BNI Hadirkan Pembiayaan Terintegrasi untuk Dorong UKM Go Global

EP
Echa Panrita Lopi

Penulis

Terkinidotid Hadir di WhatsApp Channel
Follow

Terkini, Jakarta — PT Bank Negara Indonesia (Persero) Tbk (BNI) terus memperkuat dukungan terhadap pelaku usaha kecil dan menengah (UKM) agar mampu menembus pasar internasional melalui inovasi layanan Fast Trex Xpora.

Program ini menghadirkan solusi pembiayaan dan layanan terintegrasi untuk mendorong UKM naik kelas menjadi eksportir.

Direktur Commercial Banking BNI, Muhammad Iqbal, menyatakan bahwa inovasi tersebut merupakan bagian dari strategi perusahaan dalam memperluas basis eksportir nasional.

“Melalui Fast Trex Xpora, BNI memberikan akses pembiayaan yang mudah dan terintegrasi bagi pelaku usaha yang ingin memperluas pasar hingga ke luar negeri,” ujarnya dalam keterangan tertulis.

Layanan Fast Trex Xpora dapat diakses melalui kantor cabang BNI terdekat. Melalui fasilitas ini, pelaku usaha dapat memperoleh pembiayaan berupa kredit modal kerja (KMK) dengan skema plafond transaksional, pre financing, hingga post financing.

BNI juga menawarkan suku bunga kompetitif serta fleksibilitas agunan, baik berupa aset tetap (fixed asset) maupun cash collateral yang dilengkapi perlindungan asuransi.

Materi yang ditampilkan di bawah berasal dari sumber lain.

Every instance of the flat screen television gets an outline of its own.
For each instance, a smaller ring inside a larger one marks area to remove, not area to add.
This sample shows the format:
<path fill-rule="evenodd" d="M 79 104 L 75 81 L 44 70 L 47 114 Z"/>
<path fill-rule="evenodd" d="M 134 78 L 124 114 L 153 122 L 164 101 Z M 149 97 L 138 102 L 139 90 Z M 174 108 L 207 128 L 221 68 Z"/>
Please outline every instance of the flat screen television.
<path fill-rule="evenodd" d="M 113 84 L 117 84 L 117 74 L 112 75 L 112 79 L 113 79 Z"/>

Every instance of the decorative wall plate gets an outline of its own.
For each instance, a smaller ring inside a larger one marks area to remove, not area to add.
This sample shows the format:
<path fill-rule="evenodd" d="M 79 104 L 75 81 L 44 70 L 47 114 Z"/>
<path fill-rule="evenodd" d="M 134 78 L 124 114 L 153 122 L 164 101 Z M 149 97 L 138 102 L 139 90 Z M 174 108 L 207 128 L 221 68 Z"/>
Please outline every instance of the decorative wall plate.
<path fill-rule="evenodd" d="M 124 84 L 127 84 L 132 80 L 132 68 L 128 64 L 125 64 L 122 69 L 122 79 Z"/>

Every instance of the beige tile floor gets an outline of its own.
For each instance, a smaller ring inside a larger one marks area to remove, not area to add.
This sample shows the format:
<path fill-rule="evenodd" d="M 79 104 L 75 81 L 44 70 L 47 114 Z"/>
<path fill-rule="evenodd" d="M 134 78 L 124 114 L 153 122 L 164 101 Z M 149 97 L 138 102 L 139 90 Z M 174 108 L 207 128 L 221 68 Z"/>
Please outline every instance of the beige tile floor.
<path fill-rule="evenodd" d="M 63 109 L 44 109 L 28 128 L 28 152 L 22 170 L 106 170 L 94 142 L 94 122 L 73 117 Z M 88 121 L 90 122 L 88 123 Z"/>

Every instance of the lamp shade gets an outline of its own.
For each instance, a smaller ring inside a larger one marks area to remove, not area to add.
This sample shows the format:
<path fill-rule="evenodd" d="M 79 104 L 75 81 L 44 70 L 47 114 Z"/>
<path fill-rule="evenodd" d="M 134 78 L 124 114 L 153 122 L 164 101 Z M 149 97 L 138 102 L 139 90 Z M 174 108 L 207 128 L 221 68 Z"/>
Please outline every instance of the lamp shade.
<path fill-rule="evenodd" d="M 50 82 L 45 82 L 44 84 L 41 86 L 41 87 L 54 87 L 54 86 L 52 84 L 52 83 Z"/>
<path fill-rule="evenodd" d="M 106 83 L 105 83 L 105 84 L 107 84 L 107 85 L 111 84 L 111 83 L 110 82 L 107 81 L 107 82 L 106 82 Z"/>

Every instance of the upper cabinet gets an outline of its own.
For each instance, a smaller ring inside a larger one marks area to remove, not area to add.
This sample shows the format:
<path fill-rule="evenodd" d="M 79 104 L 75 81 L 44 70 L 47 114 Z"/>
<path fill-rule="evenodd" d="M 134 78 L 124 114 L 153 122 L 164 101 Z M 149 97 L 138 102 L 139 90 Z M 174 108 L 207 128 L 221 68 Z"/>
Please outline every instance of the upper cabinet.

Salah satu keunggulan utama layanan ini adalah keringanan kolateral hingga 50 persen dari nilai pengajuan pinjaman.

Tidak hanya dari sisi pembiayaan, layanan ini turut dilengkapi berbagai fasilitas pendukung dalam satu ekosistem, seperti diskon tarif transaksi luar negeri, fasilitas forex line, layanan cash management melalui BNIdirect, serta pembukaan rekening giro dan Taplus Bisnis.

Selain itu, BNI juga memfasilitasi pelaku usaha melalui kegiatan business matching dan business pitching guna memperluas akses pasar global.

Iqbal menambahkan, layanan ini terbuka bagi pelaku usaha yang telah beroperasi minimal dua tahun, baik eksportir langsung maupun tidak langsung, dengan potensi meningkatkan skala bisnis melalui penetrasi pasar internasional.